Computing has shifted through clear phases: first the cpu, then the gpu, then whole systems optimized for parallel workloads. The article frames the next phase as the ´token factory´, a systems-level idea born from the need to move vastly more data through large language models. In this view, tokens are the measurable output that matters; every architectural choice serves the goal of maximizing tokens per second. That shift changes how engineers define efficiency, and it elevates throughput above many traditional metrics.
The scale is extreme. The article cites xai´s colossus 1 at 100,000 nvidia h100 gpus and notes colossus 2 will use more than 550,000 nvidia gb200 and gb300 gpus. These numbers are presented to show that modern deployments exist to produce tokens at an industrial rate. Historically inference migrated from cpus to gpus and then to integrated systems like nvidia nvl72. Today, entire facilities are being treated as a single compute unit tuned to feed models with the largest possible stream of tokens.
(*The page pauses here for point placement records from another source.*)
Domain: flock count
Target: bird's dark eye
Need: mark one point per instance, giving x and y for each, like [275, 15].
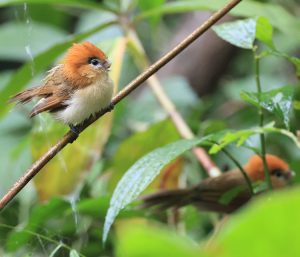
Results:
[94, 61]
[278, 173]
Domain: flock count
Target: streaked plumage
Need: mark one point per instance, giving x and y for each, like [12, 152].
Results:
[75, 89]
[210, 194]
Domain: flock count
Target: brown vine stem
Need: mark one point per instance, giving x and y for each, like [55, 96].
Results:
[69, 137]
[184, 130]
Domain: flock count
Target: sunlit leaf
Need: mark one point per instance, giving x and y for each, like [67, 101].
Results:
[56, 249]
[147, 5]
[277, 101]
[240, 33]
[140, 144]
[270, 214]
[264, 31]
[141, 174]
[239, 137]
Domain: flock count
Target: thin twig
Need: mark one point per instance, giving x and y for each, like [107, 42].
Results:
[261, 122]
[244, 173]
[184, 130]
[69, 137]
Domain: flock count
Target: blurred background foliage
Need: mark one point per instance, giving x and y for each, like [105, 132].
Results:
[61, 213]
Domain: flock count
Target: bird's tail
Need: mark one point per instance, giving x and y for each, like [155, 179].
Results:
[165, 199]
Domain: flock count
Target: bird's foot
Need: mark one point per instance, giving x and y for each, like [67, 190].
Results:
[75, 130]
[110, 107]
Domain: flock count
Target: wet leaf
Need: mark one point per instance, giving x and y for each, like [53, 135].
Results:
[241, 136]
[277, 101]
[140, 144]
[264, 31]
[153, 241]
[39, 215]
[141, 174]
[240, 33]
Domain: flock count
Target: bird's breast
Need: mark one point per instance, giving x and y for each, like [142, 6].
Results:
[86, 101]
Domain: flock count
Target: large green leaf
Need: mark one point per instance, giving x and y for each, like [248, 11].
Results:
[149, 241]
[39, 215]
[21, 41]
[262, 228]
[141, 174]
[83, 4]
[41, 62]
[140, 144]
[264, 31]
[277, 101]
[276, 14]
[239, 137]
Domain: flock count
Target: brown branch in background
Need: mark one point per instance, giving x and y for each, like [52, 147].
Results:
[70, 137]
[184, 130]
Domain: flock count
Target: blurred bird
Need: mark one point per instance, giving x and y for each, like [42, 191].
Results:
[75, 89]
[225, 193]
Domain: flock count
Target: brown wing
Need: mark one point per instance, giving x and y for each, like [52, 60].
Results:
[51, 103]
[54, 93]
[221, 194]
[28, 94]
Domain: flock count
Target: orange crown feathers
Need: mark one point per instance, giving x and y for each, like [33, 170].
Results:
[79, 53]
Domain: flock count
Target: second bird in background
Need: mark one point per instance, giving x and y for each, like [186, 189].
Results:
[225, 193]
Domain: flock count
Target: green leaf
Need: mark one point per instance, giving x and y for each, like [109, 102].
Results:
[277, 101]
[148, 5]
[40, 215]
[141, 174]
[279, 17]
[21, 41]
[241, 136]
[140, 144]
[74, 253]
[240, 33]
[82, 4]
[150, 241]
[296, 62]
[265, 224]
[41, 62]
[56, 249]
[264, 31]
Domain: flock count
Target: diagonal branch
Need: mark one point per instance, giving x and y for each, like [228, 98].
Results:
[70, 136]
[209, 166]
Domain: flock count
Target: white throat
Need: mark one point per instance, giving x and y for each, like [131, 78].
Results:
[87, 101]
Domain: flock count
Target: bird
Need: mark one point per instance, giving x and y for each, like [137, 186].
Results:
[75, 89]
[225, 193]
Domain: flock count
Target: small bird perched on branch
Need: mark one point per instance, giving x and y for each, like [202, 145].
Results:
[75, 89]
[225, 193]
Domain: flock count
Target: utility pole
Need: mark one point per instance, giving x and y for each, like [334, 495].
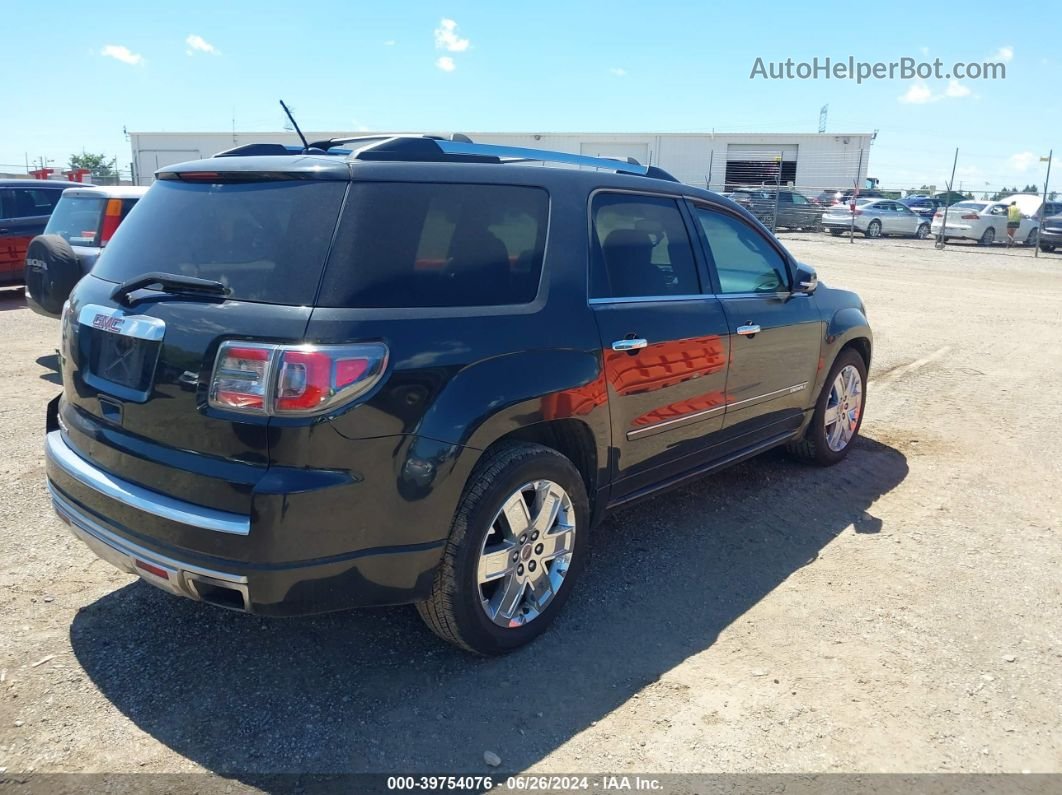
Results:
[1043, 204]
[855, 195]
[947, 203]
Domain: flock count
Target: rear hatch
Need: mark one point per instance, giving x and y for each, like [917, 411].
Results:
[137, 363]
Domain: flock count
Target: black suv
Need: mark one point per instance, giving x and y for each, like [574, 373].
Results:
[421, 372]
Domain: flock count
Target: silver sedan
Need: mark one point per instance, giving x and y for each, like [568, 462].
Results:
[874, 218]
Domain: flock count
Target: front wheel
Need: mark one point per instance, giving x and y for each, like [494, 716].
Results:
[518, 542]
[838, 412]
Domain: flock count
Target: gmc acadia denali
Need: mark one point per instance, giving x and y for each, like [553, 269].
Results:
[417, 369]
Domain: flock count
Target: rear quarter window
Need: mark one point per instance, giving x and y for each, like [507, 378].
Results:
[415, 244]
[76, 220]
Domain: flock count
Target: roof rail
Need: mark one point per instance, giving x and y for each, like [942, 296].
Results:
[520, 153]
[456, 148]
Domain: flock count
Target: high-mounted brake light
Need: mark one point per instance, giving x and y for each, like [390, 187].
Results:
[256, 378]
[112, 217]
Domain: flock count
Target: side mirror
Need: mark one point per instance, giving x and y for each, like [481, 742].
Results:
[806, 280]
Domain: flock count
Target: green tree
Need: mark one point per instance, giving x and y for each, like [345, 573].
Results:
[97, 165]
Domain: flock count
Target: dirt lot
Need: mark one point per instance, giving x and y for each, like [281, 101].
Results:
[901, 611]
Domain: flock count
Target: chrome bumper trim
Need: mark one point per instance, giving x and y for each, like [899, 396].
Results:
[181, 577]
[139, 498]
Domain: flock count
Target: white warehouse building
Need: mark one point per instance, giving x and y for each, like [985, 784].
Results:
[810, 161]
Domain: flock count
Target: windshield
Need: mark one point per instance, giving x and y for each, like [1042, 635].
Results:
[264, 241]
[76, 220]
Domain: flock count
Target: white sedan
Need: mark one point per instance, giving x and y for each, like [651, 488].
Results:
[985, 222]
[875, 218]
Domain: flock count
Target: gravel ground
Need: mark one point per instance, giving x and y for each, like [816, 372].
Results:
[897, 612]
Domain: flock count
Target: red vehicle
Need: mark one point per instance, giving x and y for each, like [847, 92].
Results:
[26, 205]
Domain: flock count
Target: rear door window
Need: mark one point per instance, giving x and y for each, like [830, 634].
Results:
[76, 220]
[416, 244]
[266, 241]
[32, 202]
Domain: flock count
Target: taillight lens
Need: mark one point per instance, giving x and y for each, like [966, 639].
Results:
[293, 379]
[112, 217]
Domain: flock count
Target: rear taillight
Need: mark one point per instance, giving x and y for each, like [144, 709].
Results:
[256, 378]
[112, 217]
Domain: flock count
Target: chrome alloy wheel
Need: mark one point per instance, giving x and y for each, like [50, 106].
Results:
[843, 409]
[527, 553]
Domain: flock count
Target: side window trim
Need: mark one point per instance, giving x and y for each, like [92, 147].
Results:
[696, 204]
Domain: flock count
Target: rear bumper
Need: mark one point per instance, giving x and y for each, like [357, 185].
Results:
[84, 495]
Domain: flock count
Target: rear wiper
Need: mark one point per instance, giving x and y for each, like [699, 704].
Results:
[169, 282]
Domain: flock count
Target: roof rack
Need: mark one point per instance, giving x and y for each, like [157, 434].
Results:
[456, 148]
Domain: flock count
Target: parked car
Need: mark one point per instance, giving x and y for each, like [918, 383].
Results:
[795, 210]
[418, 373]
[81, 226]
[985, 222]
[876, 218]
[1050, 232]
[24, 207]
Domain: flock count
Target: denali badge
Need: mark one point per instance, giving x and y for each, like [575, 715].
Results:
[108, 323]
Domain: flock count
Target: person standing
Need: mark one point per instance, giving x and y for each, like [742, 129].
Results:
[1013, 221]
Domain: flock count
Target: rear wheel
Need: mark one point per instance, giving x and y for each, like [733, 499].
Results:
[838, 413]
[517, 545]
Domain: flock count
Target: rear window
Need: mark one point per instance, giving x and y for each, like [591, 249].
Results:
[76, 220]
[415, 244]
[264, 241]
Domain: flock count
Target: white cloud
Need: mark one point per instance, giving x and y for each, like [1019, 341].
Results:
[919, 93]
[1023, 160]
[1006, 54]
[447, 38]
[956, 89]
[198, 44]
[122, 53]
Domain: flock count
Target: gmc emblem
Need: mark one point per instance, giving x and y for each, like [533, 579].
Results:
[108, 323]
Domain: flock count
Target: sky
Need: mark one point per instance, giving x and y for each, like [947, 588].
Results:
[91, 70]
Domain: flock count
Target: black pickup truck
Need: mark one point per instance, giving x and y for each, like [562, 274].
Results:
[418, 369]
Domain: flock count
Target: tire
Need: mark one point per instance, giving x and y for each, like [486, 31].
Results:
[459, 607]
[51, 272]
[818, 444]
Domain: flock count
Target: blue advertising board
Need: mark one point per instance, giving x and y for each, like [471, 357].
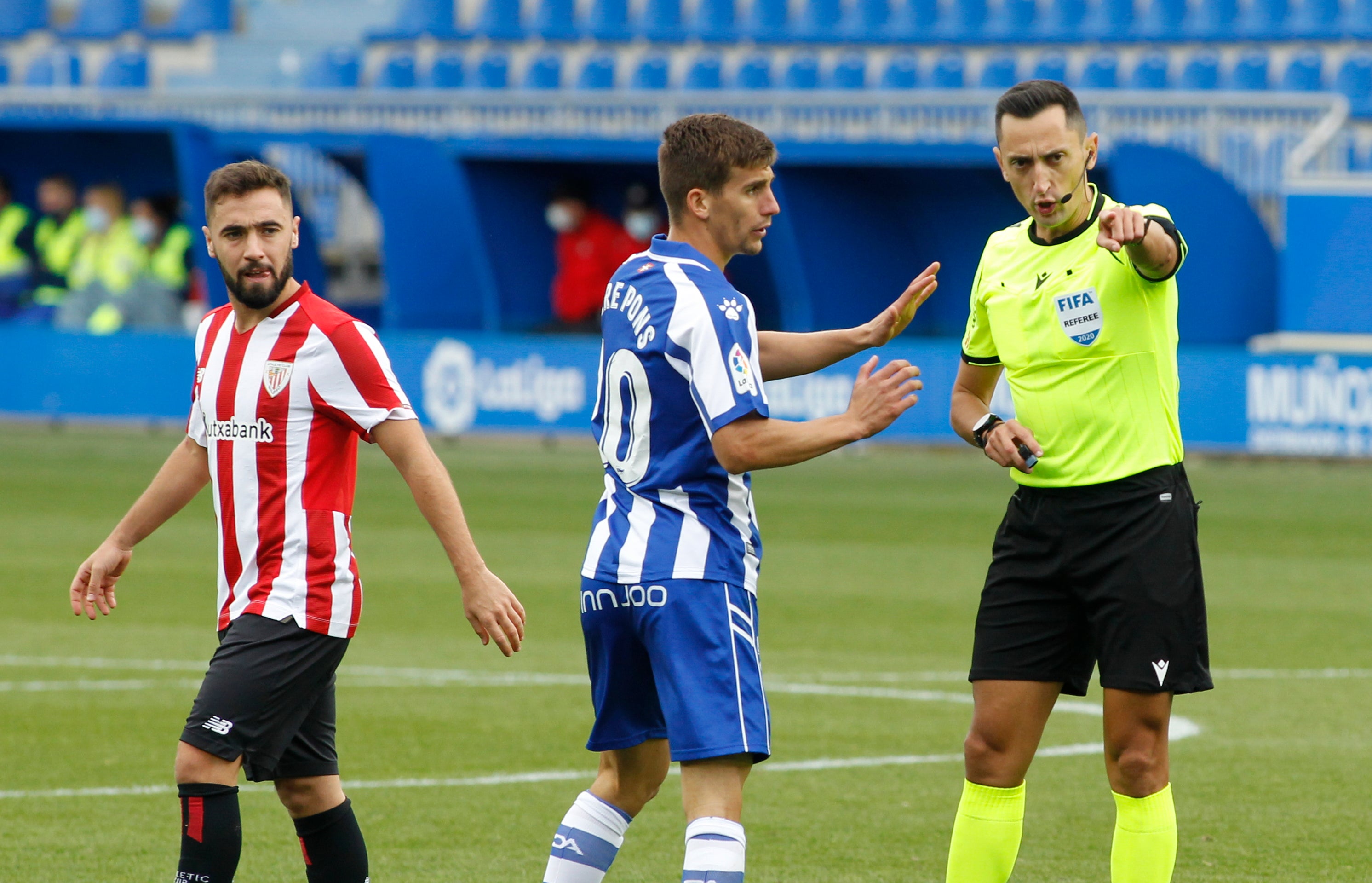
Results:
[1231, 400]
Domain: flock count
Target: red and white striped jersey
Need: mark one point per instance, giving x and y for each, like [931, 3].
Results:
[281, 410]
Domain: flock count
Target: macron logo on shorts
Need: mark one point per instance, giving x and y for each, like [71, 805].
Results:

Design and procurement decisions follow. When the primary metric is tokens per second, network topologies, cooling, power distribution, rack layouts and software stacks are chosen to maximize sustained throughput for both training runs and later inference. The article stresses that the ´token factory´ is not a single component but an orchestrated combination of compute, interconnect and infrastructure focused on token generation. That focus has downstream effects on how performance is reported, how capacity is forecast, and how future accelerators are evaluated.
There are broader implications for buyers and builders. Benchmarks will trend toward token-centric measures, vendors will optimize across system boundaries, and operators will trade versatility for specialized throughput. The ´token factory´ concept reframes data centers as production lines, where the unit of value is the token and the system is engineered to churn out as many as possible.